En l’espèce, la visite de reprise au terme de laquelle M. [V] [P] a été déclaré inapte à son poste a eu lieu le 22 mars 2021.
Un mois après cette visite, M. [V] [P] n’a été ni reclassé ni licencié, le licenciement étant intervenu le 8 avril 2022.
Il est donc fondé à solliciter un rappel de salaires à compter du 22 avril 2021 jusqu’à la rupture de son contrat de travail, peu important à cet effet qu’il ait pu continuer à percevoir des indemnités journalières ou qu’il ne justifie pas de sa situation à compter de la date de son dernier arrêt-maladie fixé au 17 juillet 2021, alors qu’aucune réduction ne peut être opérée sur le salaire que l’employeur doit verser au salarié.
En conséquence, la somme de 21 268,79 euros à titre de rappel de salaires, outre les congés payés afférents, doit être fixée au passif de la liquidation judiciaire de la Sarl Floca-Rem.
Le jugement est infirmé en ce sens.
Sur la demande au titre de la remise de documents
Il y a lieu d’enjoindre à la SCP [B] ès qualités de remettre à M. [V] [P] les bulletins de paie et l’attestation France Travail conformes à la présente décision.

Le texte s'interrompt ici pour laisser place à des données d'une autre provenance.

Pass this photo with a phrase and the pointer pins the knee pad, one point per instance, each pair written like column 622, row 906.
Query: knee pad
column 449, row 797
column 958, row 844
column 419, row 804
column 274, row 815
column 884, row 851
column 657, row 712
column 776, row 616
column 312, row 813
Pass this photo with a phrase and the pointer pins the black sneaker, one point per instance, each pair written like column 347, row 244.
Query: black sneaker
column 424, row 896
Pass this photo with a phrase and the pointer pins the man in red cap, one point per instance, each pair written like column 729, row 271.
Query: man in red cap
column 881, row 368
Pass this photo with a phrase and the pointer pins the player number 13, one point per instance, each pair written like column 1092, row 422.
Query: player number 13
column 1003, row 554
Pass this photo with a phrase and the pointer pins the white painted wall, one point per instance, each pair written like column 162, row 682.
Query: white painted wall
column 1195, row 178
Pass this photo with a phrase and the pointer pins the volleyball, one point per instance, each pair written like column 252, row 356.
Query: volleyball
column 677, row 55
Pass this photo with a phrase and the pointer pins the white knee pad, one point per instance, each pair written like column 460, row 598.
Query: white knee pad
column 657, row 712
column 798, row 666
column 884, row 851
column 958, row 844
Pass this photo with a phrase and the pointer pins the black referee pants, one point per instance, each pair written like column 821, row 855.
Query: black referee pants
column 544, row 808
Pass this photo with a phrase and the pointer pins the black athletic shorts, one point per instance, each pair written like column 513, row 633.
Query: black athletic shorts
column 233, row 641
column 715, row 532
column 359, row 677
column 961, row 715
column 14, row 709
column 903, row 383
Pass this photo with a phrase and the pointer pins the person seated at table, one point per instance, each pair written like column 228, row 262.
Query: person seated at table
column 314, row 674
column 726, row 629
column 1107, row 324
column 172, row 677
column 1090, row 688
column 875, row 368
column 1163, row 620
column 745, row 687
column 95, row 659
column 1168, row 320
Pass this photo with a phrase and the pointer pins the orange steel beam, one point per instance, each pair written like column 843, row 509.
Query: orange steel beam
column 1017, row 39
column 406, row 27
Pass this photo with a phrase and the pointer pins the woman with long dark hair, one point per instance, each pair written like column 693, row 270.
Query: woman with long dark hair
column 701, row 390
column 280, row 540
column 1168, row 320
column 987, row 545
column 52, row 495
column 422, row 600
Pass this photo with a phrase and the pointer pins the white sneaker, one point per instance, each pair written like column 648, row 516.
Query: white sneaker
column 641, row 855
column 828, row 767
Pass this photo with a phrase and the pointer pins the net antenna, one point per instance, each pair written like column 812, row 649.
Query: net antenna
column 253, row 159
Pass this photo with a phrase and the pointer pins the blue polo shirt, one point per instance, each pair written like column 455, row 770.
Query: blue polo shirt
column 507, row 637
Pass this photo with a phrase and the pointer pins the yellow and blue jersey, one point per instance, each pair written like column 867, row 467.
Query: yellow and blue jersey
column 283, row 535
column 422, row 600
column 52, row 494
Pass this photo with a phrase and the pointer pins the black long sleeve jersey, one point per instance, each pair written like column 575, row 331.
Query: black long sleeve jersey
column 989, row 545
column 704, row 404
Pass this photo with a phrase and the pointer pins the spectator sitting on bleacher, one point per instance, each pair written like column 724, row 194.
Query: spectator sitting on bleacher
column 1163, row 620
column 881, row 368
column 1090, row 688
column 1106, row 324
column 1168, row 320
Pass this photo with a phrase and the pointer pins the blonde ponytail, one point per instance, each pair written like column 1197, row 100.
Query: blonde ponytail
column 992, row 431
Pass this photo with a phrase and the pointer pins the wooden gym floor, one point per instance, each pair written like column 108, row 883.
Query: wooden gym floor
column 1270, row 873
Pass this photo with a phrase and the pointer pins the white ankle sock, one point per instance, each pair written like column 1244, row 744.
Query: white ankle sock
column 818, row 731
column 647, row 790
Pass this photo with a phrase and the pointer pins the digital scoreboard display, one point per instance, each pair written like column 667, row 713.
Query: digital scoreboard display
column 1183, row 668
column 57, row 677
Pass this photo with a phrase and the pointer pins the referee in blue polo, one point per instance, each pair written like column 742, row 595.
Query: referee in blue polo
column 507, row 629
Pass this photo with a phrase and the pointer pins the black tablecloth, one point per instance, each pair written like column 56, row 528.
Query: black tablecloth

Le jugement doit être infirmé en ce sens.
Sur la garantie de l’AGS
Il y a lieu de dire opposable à l’AGS CGEA d'[Localité 7] la présente décision, qui devra garantie des créances ainsi fixées, dans les limites de son champ d’application de garanties, conformément aux dispositions législatives et plafonds réglementaires applicables.
Sur l’article 700 du code de procédure civile et les dépens
Les dépens de première instance et d’appel seront employés en frais privilégiés de procédure collective.
La SCP [B] ès qualités qui succombe, doit être déboutée de sa demande d’indemnité de procédure au titre des deux instances.
Par ces motifs :
La cour, statuant publiquement, par arrêt réputé contradictoire et après en avoir délibéré conformément à la loi ;
Statuant dans les limites de l’appel ;
Infirme le jugement en ce qu’il a débouté M.[V] [P] de sa demande de fixation de créance au titre d’un rappel de salaire et des congés payés y afférents, du chef de sa condamnation au paiement d’une indemnité de procédure et du chef des dépens ;
Statuant à nouveau et y ajoutant :
Fixe les créances de M. [V] [P] au passif de la liquidation judiciaire de la Sarl Floca-Rem aux sommes de :
21 268,79 euros bruts à titre de rappel de salaires,
2 126, 88 euros bruts à titre de congés payés sur rappel de salaires ;
Enjoint à la SCP [B], ès qualités de mandataire liquidateur de la Sarl Floca-Rem, de remettre à M. [V] [P] les bulletins de paie et l’attestation France Travail conformes à la présente décision ;
Dit opposable à l’AGS CGEA d'[Localité 7] la présente décision, qui devra garantie des créances ainsi fixées, dans les limites de son champ d’application de garanties, conformément aux dispositions législatives et plafonds réglementaires applicables ;
Déboute la SCP [B] ès qualités de mandataire liquidateur de sa demande d’indemnité au titre des deux instances ;
Dit que les dépens de première instance et d’appel seront employés en frais privilégiés de procédure collective.